9. It is also seen that in the case of Union of India v. Babubhai Nyalchand Mehta, reported in 1991 (51) E.L.T. 182, the Supreme Court has held that Bituminised Water-proof packing paper, polythene-lined kraft packing paper, waxed kraft paper, Jute-line bituminised water-proof packing paper, waxed kraft packing paper and Hessian-lined kraft paper, manufactured from kraft paper would be dutiable as they are distinct, separate and different goods known in the market as such from the kraft paper.
10. In the case of K.S. Jhala v. N.H. Hokabay, reported in 1991 (55) E.L.T. 176, the Gujarat High Court has ruled that processing of grey fabrics amounts to manufacture within the meaning of Section 2(f) of the Central Excises and Salt Act, 1944 since a commercially different commodity with its own price structure and custom emerges after processing.
11. It cannot be denied that bare G.I. Steel wires falling under sub-heading 7217.90 of the Schedule to the Central Excise Tariff Act, 1985 and PVC coated insterted wires falling under sub-heading 8544.00 are different commercial commodities having different price structure, name, character and applications.

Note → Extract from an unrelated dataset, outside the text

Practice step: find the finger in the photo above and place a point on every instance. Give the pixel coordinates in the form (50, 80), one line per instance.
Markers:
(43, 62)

Hence, on the ratio of the judgments quoted above, it has to be held that conversion of G.I. Steel wires into PVC coated insulated steel wires amounts to manufacture in terms of Section 2(f) of the Act.
12. In our view, the judgment of the Bombay High Court in the case of X.L. Telecom Pvt. Ltd. v. Union of India (supra) cited by the Learned Counsel is not relevant to the facts of this case since in that case the issue which came up for consideration before the High Court was whether 'Cable Jointing Kits' merited classification under Heading 85.47 or Chapter 39 of the Customs Tariff Act. In support of his contention, the respondents have also placed reliance on the Tribunal's decision in the case of Rexor India Ltd., Faridabad v. Collector of Central Excise, Delhi (supra) in which it has been held that the activity of metallising of printed polyster films brought from outside does not amount to manufacture. The main consideration on which the Tribunal arrived at its finding was that the relevant tariff entry was ("Films whether or not metallised") not explicitly or implicitly capable of lending itself to two sub-classifications viz. films not metallised and films metallised. The Tribunal therefore held that the film which had discharged duty at the unmetallised stage would not attract further duty. In our view, this can also not be of any assistance to the respondents since as observed by us earlier, bare G. I. Steel wires are classifiable under sub-heading 7217.90 and after conversion into PVC coated Insulated Steel Wires, they become commercially different products falling under subheading 8544.00.
13. In view of the above discussion, we hold that conversion by the respondents of G. I. Steel Wires falling under sub-heading 7217.90 into PVC coated insulated wires falling under sub-heading 8544.00 amounted to manufacture in terms of Section 2(f) of the Central Excises and Salt Act, 1944 and on such conversion the product was chargeable to Central Excise Duty.
14. In view of the above discussion, we set aside the impugned order and allow the appeal.